Die Bamberger sind durch das "Zelt der Religionen" schon daran gewöhnt, dass Juden, Christen und Muslime gemeinsam in die Öffentlichkeit gehen. Dieses Zelt "ist ein neutraler Ort der Begegnung und des Austausches miteinander", sagt Pastoralreferent Hubertus Lieberth, Beauftragter für den interreligiösen Dialog im katholischen Dekanat Bamberg. Die am Sonntag beginnende "Woche der Brüderlichkeit" sei nun eine "ergänzende Chance, den jeweils anderen in seiner eigenen Welt, an seinem eigenen Ort zu besuchen und wahrzunehmen, und ganz unvoreingenommen einfach Gast sein zu dürfen", ergänzt Lieberth.

Er koordiniert die Veranstaltungen dieser Woche in Bamberg, die bundesweit von den Gesellschaften für Christlich-Jüdische Zusammenarbeit verantwortet werden. Als Bamberger Besonderheit sind auch Muslime in den Programmreigen eingebunden: "In unbrüderlichen Zeiten sie wertzuschätzen, ist eine gute Gelegenheit", betont Pastoralreferent Lieberth.

Traditionell wird in dieser seit 1952 veranstalteten "Woche der Brüderlichkeit" der Fokus auf das Zusammenwirken von Juden und Christen gelegt. Die zentrale Eröffnungsfeier findet in der Frankfurter Paulskirche statt, während der auch die Buber-Rosenzweig-Medaille verliehen wird. In diesem Jahr wird die Konferenz Landeskirchlicher Arbeitskreise Christen und Juden (KLAK) ausgezeichnet.

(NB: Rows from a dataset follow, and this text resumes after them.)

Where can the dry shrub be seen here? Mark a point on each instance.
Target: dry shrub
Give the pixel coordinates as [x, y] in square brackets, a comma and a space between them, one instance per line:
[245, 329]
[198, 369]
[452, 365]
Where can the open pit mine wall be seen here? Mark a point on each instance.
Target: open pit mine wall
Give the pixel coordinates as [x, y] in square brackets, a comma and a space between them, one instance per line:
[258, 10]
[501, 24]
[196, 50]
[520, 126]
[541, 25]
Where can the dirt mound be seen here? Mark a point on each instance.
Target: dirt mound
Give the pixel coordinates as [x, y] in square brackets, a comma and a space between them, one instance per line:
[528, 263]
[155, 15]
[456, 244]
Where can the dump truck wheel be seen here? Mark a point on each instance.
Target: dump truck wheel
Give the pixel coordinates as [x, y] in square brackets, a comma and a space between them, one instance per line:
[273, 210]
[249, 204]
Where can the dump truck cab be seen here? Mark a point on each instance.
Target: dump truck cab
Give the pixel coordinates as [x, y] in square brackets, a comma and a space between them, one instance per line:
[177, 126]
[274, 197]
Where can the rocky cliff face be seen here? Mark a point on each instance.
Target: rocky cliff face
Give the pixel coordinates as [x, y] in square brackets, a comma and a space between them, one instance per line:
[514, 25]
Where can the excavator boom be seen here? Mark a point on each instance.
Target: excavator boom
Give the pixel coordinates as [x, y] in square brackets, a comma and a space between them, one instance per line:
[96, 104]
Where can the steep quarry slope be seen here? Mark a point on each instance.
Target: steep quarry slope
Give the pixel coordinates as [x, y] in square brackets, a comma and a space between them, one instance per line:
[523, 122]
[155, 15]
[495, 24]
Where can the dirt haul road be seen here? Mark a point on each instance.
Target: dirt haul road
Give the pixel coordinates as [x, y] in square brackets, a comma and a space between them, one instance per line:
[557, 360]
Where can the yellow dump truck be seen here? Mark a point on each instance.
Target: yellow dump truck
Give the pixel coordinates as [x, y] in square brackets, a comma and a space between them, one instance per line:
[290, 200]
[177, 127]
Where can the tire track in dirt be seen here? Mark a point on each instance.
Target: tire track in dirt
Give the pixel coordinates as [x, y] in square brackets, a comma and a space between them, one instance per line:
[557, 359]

Die Woche vom 5. bis 12. März steht unter dem Motto "Nun gehe hin und lerne". Es geht auf einen Ausspruch des jüdischen Schriftgelehrten Hillel zurück und verdeutlicht, dass Lernen als bleibender Auftrag zu begreifen ist. Das Motto unterstreicht, so Lieberth, dass es nicht reicht, in einmal Erkanntem und Erreichtem zu verharren, sondern diese in einem andauernden Prozess des Lernens zu vertiefen und zu erneuern: "Das gilt auch und gerade im Gespräch zwischen den Religionen."


Multireligiöse Feier

Den Auftakt in Bamberg bildet am Sonntag um 10 Uhr ein evangelischer Gottesdienst in der Auferstehungskirche (Pestalozzistraße). Am Montag, 6. März, gibt es eine multireligiöse Feier mit Grußwort der Stadt Bamberg, Schriftlesungen, Gedanken und Musik aus den drei Religionen in der Ditib-Moschee an der Coburger Straße. Um 20 Uhr lädt das Jugendcafé Immerhin (Dr.-von-Schmitt-Straße 20) zu einem Quizabend "Religionen" ein.
Hochemotional und fröhlich wird es am Mittwoch, 8. März, im Gemeindesaal der Israelitischen Kultusgemeinde (Willy-Lessing-Straße 7): Das Klezmer-Trio "Le Chajim" bietet ein Konzert Instrumentalstücke sowie Bearbeitungen von bekannten jüdischen Liedern und Ausschnitten aus Musicals.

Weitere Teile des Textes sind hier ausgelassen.